The buyer may not cancel the contract without the consent of the Seller, which if given shall be deemed to be on the express condition that the Buyer shall indemnify the Seller against all loss, damage, claims or actions arising out of such cancellation unless otherwise agreed in writing.
Payment of invoices should be made according to our standard terms of PAYMENT AS SOON AS COMPLETION OF FITTING OR BEFORE DESPATCH OF ITEMS, unless otherwise agreed.
4. Passing of Risk
4.01 Risk of loss or of damage to the goods shall pass to the Buyer at the time of delivery.
4.02 The Seller shall not be liable for claims of any kind from the Buyer arising from any damage to the goods occurring after the risk has been passed howsoever caused nor shall any liability of the Buyer to the Seller be diminished or extinguished by reason of such loss.
5. Passing of Property
5.01 The property in the goods shall not pass to the Buyer until all sums due or owing to the Seller by the Buyer in respect of the goods and all other goods ordered by the Buyer from the Seller have been paid for and until payment the following the following provisions of this Clause 5 shall apply.

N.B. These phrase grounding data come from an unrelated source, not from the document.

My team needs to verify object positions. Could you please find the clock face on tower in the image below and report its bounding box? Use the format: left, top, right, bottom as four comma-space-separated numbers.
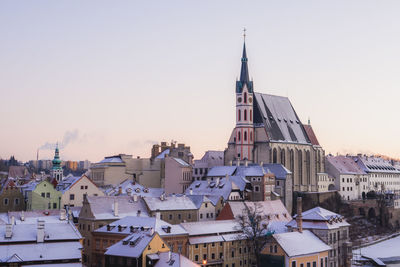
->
237, 97, 242, 103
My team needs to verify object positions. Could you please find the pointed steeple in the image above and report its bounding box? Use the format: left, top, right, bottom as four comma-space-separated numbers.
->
236, 30, 253, 93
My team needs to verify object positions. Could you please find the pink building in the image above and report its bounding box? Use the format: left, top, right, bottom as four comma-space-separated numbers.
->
164, 156, 193, 195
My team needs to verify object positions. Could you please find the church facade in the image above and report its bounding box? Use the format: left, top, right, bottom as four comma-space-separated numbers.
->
224, 41, 325, 193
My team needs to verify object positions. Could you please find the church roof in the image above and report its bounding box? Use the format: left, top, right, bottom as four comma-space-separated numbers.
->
303, 124, 320, 146
253, 93, 310, 144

5.02 The whole of the price shall not be treated as paid until any cheque, bill of exchange or other instrument of payment given by the Buyer has been met on presentation or otherwise honoured in accordance with its terms. The Seller may sue for the whole of the price at any time after it has become payable.
5.03 If the Buyer defaults in the punctual payment of any sums owing to the Seller the Seller shall be entitled to the immediate return of all the goods sold by the Seller to the Buyer in which the property has not passed to the Buyer, and the Buyer hereby irrevocably authorises the Seller to recover the goods and to enter any premises of the Buyer for that purpose.

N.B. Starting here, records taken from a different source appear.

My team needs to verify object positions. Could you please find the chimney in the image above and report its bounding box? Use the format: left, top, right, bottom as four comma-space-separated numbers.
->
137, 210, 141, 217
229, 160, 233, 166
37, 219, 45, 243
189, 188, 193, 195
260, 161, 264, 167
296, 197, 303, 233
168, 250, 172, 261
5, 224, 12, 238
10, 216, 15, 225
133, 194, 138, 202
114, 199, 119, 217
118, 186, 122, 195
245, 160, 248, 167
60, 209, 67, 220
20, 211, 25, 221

Demand for or recovery of the goods by the Seller shall not of itself discharge either the Buyer’s liability to pay the whole of the price or to take delivery of the goods or of the Seller’s right to sue for the whole of the price.
5.04 Until property therein has passed to the Buyer:-
(a) the Buyer must store the goods separately from its own goods and in such a way that they can be clearly identified as the Seller’s property
The Buyer must inspect the goods immediately on delivery and give notice to the Seller’s Runcorn office in writing within seven days of delivery of any matter or thing whatsoever by reason of which the Buyer considers that the goods as delivered are not in accordance with the contract (including shortages). Any such notice must be given before the goods have been resold , cut, treated, altered or made up in any way whatsoever. If no such notice is given the goods will be deemed to be in all respects in accordance with the contract and the Buyer will apply to defects which the Buyer could not reasonably have discovered by careful examination of the goods. Goods can only be returned to the Seller with the prior agreement in writing of the Seller. A handling charge may be imposed by the Seller in respect of returned goods.
7. Delivery Charge
Deliveries will be charged on items dispatched.
It is the responsibility of the Buyer to ensure that the product is fit for the purpose and application in which it will be used.
The Buyer shall be responsible, at the Buyer’s expense, for ensuring that adequate tests are carried out.